I am still working on my custom rubber band widget, derived from QWidget. The behavior is as follows:

- on mouse press, the rubberband widget is shown
- on mouse move, the selection area is appended to and displayed on the widget
- on mouse release, the rubberband widget is hidden

The RB widget is created as a child of the widget it interacts with (the "parent widget"). If I implement the RB widget and mouse event handlers directly in the parent widget, everything works fine - the rubberband is displayed, drawn, hidden, and the parent widget receives all signals from the RB.

Following the model in Qwt, I have abstracted this into a "picker" class that now owns the rubberband widget. The picker class is derived from QObject and is created with no parent. The RB widget is created as a child of the parent widget. When the picker is "enabled", it installs an event filter on the parent widget to handle mouse events.

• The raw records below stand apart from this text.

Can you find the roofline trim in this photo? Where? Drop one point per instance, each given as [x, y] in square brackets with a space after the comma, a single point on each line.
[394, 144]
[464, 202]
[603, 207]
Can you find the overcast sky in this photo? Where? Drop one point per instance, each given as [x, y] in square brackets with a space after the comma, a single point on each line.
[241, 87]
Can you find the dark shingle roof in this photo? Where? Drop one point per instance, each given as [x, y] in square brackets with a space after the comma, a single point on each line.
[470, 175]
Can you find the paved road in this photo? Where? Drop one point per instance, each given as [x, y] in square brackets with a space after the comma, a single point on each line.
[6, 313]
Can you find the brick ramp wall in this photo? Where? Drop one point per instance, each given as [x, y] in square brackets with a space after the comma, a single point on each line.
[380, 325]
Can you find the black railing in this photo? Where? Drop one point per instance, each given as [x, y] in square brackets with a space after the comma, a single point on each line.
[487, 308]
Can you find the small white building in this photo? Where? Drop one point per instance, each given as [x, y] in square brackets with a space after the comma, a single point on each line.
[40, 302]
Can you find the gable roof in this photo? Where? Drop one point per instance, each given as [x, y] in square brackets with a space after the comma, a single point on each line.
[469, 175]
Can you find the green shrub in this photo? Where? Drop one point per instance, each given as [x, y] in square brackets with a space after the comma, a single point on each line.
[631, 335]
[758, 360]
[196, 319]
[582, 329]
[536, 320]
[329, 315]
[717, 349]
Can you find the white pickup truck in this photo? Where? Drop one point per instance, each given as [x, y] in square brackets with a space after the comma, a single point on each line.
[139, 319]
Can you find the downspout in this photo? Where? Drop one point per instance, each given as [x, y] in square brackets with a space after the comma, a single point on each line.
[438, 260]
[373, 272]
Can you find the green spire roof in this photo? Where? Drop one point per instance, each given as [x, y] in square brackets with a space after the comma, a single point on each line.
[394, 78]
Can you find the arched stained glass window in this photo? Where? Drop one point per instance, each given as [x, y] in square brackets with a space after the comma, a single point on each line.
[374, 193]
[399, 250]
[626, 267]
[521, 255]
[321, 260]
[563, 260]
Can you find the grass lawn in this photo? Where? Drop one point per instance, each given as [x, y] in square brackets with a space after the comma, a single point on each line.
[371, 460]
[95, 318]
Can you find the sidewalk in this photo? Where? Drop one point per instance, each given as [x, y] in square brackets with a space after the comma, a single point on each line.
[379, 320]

What is happening is this: When the filter is active, every mouse press event is caught by the filter, but after that, only every other set of mouse move events is caught. That is, if you click and drag, the first time you do this, qDebug() shows that the MouseButtonPress event was caught by the filter, but none of the MouseMove events are caught, and no MouseButtonRelease. If you immediately click and drag again, this time, all the events are caught. If you do it a third time, only the mouse press and nothing else. Off, on, off, on for as long as you want to play with it..

I am guessing that some other widget is eating the mouse move events, but the same code is being executed every time.

Can anyone give me some hints to try to determine why this behavior happens, and what I might do to prevent it? Obviously, when the rubberband widget is being shown, it should be getting all of the events.